Commander James Perdue’s reverie was broken by the sound of a siren going off. It was the alert that a shoot was about to take place. He’d barely had time to register the noise and start to act before the train lurched and began to move. Forward, that would mean the gun was training to the right. If the target had been to their left, they ‘d have been moving backwards. Their gun, affectionately known as Curly was too large to have a turntable mounting, instead it was moved along the curved tracks. There were marks at regular intervals along the curve, each marking the increments by which the barrel was swinging. When the fire control system gave them the deflection needed, the engine would move the forward wheel of the gun-carriage so it was level with one of those marks. All that the gun crew needed to do was elevate to the specified degree and make a fine adjustment to the bearing.
The train shuddered and stopped. Then Curly rocked gently as a fine adjustment was made. Perdue was already heading back, down the accommodation car to his gun. He knew what was happening. The crane had lifted a 2,700 pound semi-armor piercing projectile from the stack on the flatcar and loaded it onto the conveyor. Now it was being run to the gun where it would be rammed into the breech. Behind it, the magazine cars had opened and powder bags were being brought forward. The number was determined by the range to the target. Curly had originally been designed to take eight bags but had been modified to accommodate up to ten. That level of supercharge would wear out the barrel but it wasn’t a problem. When that happened, they’d get Curly rebarrelled.
“How many charges?”
“Full load Sir.” This was going to be good. Curly’s barrel was already arcing upwards as the hydraulics drove it into the fire position. A crash seemed to shake the whole frozen landscape and a brilliant ball of fire lit up the sky. Curly sent its projectile off towards whatever target it was that had caused the commotion. A split second later, far off to the right, Larry sent its shell on its way to the same target. Perdue assumed it was the same; they usually were. Over on the left, the third gun, Moe fired its shell. The last one off, Moe’s crew would get their legs pulled about that. Curly’s barrel was already dropping as the gun returned to the load position and the railway engine pushed the gun train back to the mark.
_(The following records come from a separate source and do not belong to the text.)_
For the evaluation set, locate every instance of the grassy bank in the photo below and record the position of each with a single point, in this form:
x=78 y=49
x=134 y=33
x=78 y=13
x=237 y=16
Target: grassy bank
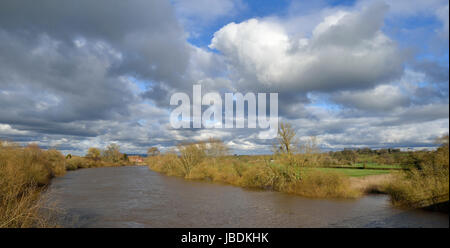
x=426 y=183
x=198 y=161
x=25 y=172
The German railway gunners could get off one round every six minutes; the American navy men fired twice that. Larry must have done slightly better because the 16-incher got its shell off a split second before Curly. Moe brought up the rear again. Four shells each later, the guns ceased fire and their locomotives pulled them back to the rest position. Perdue hoped the target, whatever it was, had been duly grateful for the effort made on its behalf.
Headquarters, 71st Infantry Division, Kola Front
“So you are the idiot who destroyed my heavy artillery battery.” Major-General Marcks spoke thoughtfully. Outside, his aide quietly crept away. When ‘Old Lenin,’ as he was known behind his back, spoke thoughtfully, being somewhere else was a very good idea.
Captain Wilhelm Lang knew how to deal with this situation. It was necessary to take action, to show initiative. This was one of those cases where bending the rules was actually a good thing. It showed a concentration on fulfilling the objective, of gaining the required results, a good thing. “Sir, yes sir. But I have been on the long-distance radio link to a friend of mine in Army Group headquarters. He’s fixed everything. We will have new heavy guns here to replace them in a week or less. Well before we are required to bounce off.”
Lang looked at his General with what came perilously near to a smirk. It faded when he saw the irascible general going white.
“You used the long-range radio? How long ago?”
“I just came off it, just before I came in here, I was using it for five minutes, perhaps ten.”
Marcks grabbed the telephone on his desk. “Emergency evacuation now! Everybody out! Clear the area, as far as possible.” Then he pushed past Lang and headed for the door. Outside sirens wailed.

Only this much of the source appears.